Antoine se souvient de son désir de fuite lorsqu’il était petit garçon. Ce désir d’être ailleurs ne l’a jamais quitté. Son père ouvrier à l’usine, sa mère qui reste à la maison ; il va aller d’essais en essais, de la fac à l’usine qui, pour lui, lui est destinée. Toujours entre deux rêves, entre deux chaises, jamais bien à sa place, enfermé par des mots qui ne peuvent sortir. Mais comment faire sortir cette colère, cette clameur. Et puis, il y eût Karima, il aimait tant la caresser mais son amour le quitte et le revoici à la case départ, chez ses parents « je suis
ici depuis huit jours. A nouveau dans la maison de mes parents. Revenu ». Il se souvient, le syndicalisme, le radicalisme pour épater son amour. . « Certains m’ont dit. Bien sûr toi t’as rien à perdre, pas de femme pas d’enfants, tu peux te permettre de gueuler ! Eh bien il faut en profiter, hein ! Je peux me permettre ? Je me permets ! Ils ne comprenaient pas mais moi l’ardeur de Karima avait réveillé ma rage. »
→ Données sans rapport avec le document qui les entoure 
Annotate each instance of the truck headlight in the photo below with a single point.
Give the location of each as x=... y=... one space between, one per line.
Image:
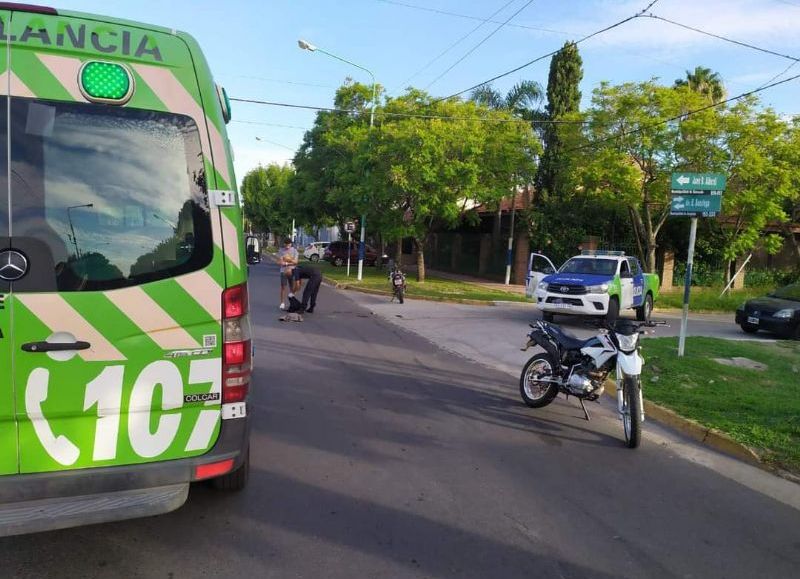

Au fil de rencontres, il commence à apercevoir quelque chose, de comprendre. « Je me suis perdu et Karima n’y pouvait rien. Elle m’a fait tenir plus longtemps, c’est tout. Cette nuit, je commence juste à comprendre. Et ça fait mal.» L’usine croqueuse d’hommes se personnalise et devient Lusine. Oui Lusine que l’on va délocaliser au Brésil à Monlevade. Il part avec Marcel pour cette ville dont le nom vient de Jean de Monlevade, un ingénieur français du 19ème siècle. Un voyage initiatique qui lui permet de sortir de lui-même, de trouver les mots, de retrouver son corps, de savoir bouger, de renaître, de se retrouver. Là-bas, il rencontrera non pas ceux qui vont manger son pain, mais des hommes heureux de travailler, mais la délocalisation les guette.
Jeanne Benameur est une conteuse de la vie, de la vie familiale, de ce petit monde des ouvriers, des prolos. Elle a su nous faire partager l’inquiétude (mot faible) des ouvriers français pour cette mondialisation soi-disant indispensable ou la globalisation des brésiliens qui leur semblent si lointaine et pourtant si proche.
Dans ce livre, Jeanne Benameur est le peintre de la difficulté d’être, de vivre dans ce monde de performance. Sa palette se fait poétique pour parler de l’ordinaire, se fait coupante lorsqu’elle parle des globalisations, se fait humaine lorsqu’elle modèle ses héros.
Un très bon livre que je vous recommande. C’est le second ouvrage de Jeanne Bénameur que je lis et ce ne sera pas le dernier !
Les insurrections singulières
Monde ouvrier, vent de révolte et de liberté, tourbillon de la mondialisation, rupture amoureuse qui continue de saigner dans le coeur, déception sociale, honte ou fierté personnelle, besoin vital de comprendre.
C'est le parcours initiatique extraordinaire d'un mec ordinaire. Cela fait écho "au paumé" que nous sommes parfois car l'humain est fait de doutes mais aussi d'espoir, ce qui en fait aussi sa grande beauté.